ABSTRACTCraniofacial development is a highly conserved process that requires complex interactions between neural crest cells (NCCs) and pharyngeal tissues derived from all three germ layers. Signals emanating from the pharyngeal endoderm drive differentiation of NCCs into craniofacial cartilage, and disruption of this process underpins several human craniofacial defects (CFD). Here, we demonstrate that morpholino (MO)-mediated knockdown in zebrafish of the highly conserved transcription factor grainyhead-like 3 (grhl3), which is selectively expressed in the pharyngeal endoderm, leads to severe hypoplasia of the lower jaw cartilages. Phylogenetic analysis of conserved grhl-binding sites in gene regulatory regions identified endothelin-1 (edn1) as a putative direct grhl3 target gene, and this was confirmed by chromatin precipitation (ChIP) assays in zebrafish embryos.

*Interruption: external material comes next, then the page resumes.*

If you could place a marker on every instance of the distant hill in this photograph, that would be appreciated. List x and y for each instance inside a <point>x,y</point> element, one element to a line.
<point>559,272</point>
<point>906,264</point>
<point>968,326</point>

Injection of sub-phenotypic concentrations of MOs targeting both grhl3 and edn1 induced jaw abnormalities, and injection of edn1 mRNA into grhl3-morphants rescued both pharyngeal expression of the downstream effectors of edn1, and jaw cartilage formation. This study sheds new light on the role of endodermal endothelin-1 in vertebrate jaw development, and highlights potential new genetic defects that could underpin human CFD.